After my discharge in 1947, I went to work at California Research Corporation, a subsidiary of Standard Oil Company of California in San Francisco, first in Personnel, then as Secretary to the Vice President, and later as Head Clerk in the Patent Department. After I married and had my children I formed my own secretarial service, working from home from different law firms. In 1965 we moved to my husband’s home town in Wisconsin, and I continued working from home for another law firm in a nearby city. We both joined The American Legion, and thereby started yet another career for me. I became the first Woman Post Commander, and held other offices up to and including the National level, being appointed as National Historian in 1996. I have since remained active at all levels of the organization. I have also been active in my church and the community, among other things having served two terms as Village Clerk, and for the past 16 years as a member of the Library Board. Should I just say that I am “retired”?
HOW HAS SERVING IN THE NAVY INFLUENCED THE WAY YOU NOW APPROACH YOUR LIFE AND CAREER?
My answers to all the previous questions should pretty much tell the story of how the military, specifically Our Navy, have influenced my life, and will continue to do so until my flag rests on my casket.
HOW HAS TOGETHERWESERVED.COM HELPED YOU TO MAINTAIN A BOND WITH THE SERVICE AND THOSE YOU SERVED WITH?
NTWS has been a lifesaver toward preserving my sanity during some very stressful times in our lives when the dreaded Alzheimer’s has taken over a hard-charging BMC, who gave 43 years of service to the Navy, and 52 years to our marriage. I have never before felt so much love and caring from so many people who never had heard of me, nor I them.

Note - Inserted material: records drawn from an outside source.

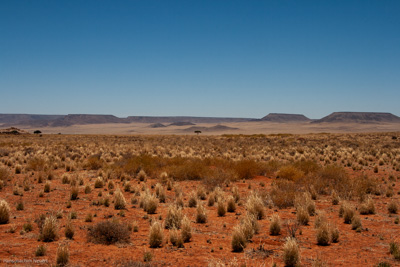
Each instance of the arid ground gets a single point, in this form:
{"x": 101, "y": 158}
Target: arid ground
{"x": 211, "y": 129}
{"x": 188, "y": 200}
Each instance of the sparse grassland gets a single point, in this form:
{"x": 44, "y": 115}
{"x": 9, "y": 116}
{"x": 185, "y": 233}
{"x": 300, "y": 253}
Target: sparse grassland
{"x": 182, "y": 200}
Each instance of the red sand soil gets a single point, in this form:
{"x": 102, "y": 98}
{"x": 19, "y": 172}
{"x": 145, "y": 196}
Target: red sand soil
{"x": 210, "y": 241}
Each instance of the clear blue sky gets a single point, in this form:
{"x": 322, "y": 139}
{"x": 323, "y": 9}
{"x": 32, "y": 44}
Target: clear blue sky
{"x": 199, "y": 58}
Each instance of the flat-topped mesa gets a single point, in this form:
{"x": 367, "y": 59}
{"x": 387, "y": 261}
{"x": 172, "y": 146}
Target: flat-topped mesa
{"x": 73, "y": 119}
{"x": 282, "y": 117}
{"x": 360, "y": 117}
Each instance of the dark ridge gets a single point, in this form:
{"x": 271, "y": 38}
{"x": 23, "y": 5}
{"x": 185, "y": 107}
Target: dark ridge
{"x": 359, "y": 117}
{"x": 181, "y": 123}
{"x": 13, "y": 131}
{"x": 215, "y": 128}
{"x": 28, "y": 119}
{"x": 157, "y": 125}
{"x": 280, "y": 117}
{"x": 174, "y": 119}
{"x": 72, "y": 119}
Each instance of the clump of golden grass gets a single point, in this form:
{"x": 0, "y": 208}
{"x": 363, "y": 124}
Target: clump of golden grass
{"x": 186, "y": 230}
{"x": 4, "y": 212}
{"x": 221, "y": 208}
{"x": 99, "y": 183}
{"x": 320, "y": 219}
{"x": 347, "y": 212}
{"x": 156, "y": 235}
{"x": 335, "y": 198}
{"x": 175, "y": 238}
{"x": 392, "y": 207}
{"x": 291, "y": 252}
{"x": 367, "y": 207}
{"x": 192, "y": 200}
{"x": 69, "y": 230}
{"x": 239, "y": 240}
{"x": 323, "y": 234}
{"x": 174, "y": 217}
{"x": 255, "y": 206}
{"x": 250, "y": 226}
{"x": 62, "y": 258}
{"x": 108, "y": 232}
{"x": 275, "y": 225}
{"x": 356, "y": 223}
{"x": 302, "y": 215}
{"x": 74, "y": 193}
{"x": 48, "y": 231}
{"x": 119, "y": 200}
{"x": 231, "y": 204}
{"x": 201, "y": 215}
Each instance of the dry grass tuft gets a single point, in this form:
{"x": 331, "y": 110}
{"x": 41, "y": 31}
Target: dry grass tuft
{"x": 291, "y": 252}
{"x": 156, "y": 235}
{"x": 4, "y": 212}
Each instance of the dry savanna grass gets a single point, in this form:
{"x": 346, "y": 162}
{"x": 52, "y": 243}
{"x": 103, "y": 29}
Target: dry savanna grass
{"x": 238, "y": 200}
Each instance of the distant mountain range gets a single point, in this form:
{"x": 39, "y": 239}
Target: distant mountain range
{"x": 8, "y": 120}
{"x": 359, "y": 117}
{"x": 280, "y": 117}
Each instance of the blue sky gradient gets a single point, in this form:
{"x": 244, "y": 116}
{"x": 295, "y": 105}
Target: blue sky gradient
{"x": 199, "y": 58}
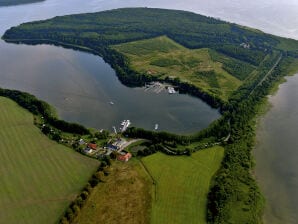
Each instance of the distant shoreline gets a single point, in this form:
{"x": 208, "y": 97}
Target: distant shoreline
{"x": 4, "y": 3}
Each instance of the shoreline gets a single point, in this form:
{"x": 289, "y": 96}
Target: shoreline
{"x": 264, "y": 114}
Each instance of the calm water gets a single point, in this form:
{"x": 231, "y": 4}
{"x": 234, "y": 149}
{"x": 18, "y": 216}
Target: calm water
{"x": 277, "y": 155}
{"x": 81, "y": 86}
{"x": 86, "y": 85}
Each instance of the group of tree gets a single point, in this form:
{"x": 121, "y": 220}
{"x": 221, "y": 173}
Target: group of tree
{"x": 43, "y": 109}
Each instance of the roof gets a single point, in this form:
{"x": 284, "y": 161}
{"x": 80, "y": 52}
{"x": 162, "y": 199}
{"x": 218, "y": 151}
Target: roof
{"x": 125, "y": 157}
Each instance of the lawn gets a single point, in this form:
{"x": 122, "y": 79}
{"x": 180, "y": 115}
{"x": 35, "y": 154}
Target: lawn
{"x": 162, "y": 57}
{"x": 125, "y": 197}
{"x": 182, "y": 185}
{"x": 39, "y": 177}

The strongest effect though has been learning just how far the women have come from “back in my day”. I have been honest in stating I still have mixed emotions about them serving on the ships, but I have the deepest respect for all they have done and are doing.
Note from the Editor: Our dear friend Bobbe passed away on May 23, 2016. While we are sad that she is no longer with us, we rejoice in knowing that she is with her dear BMC again.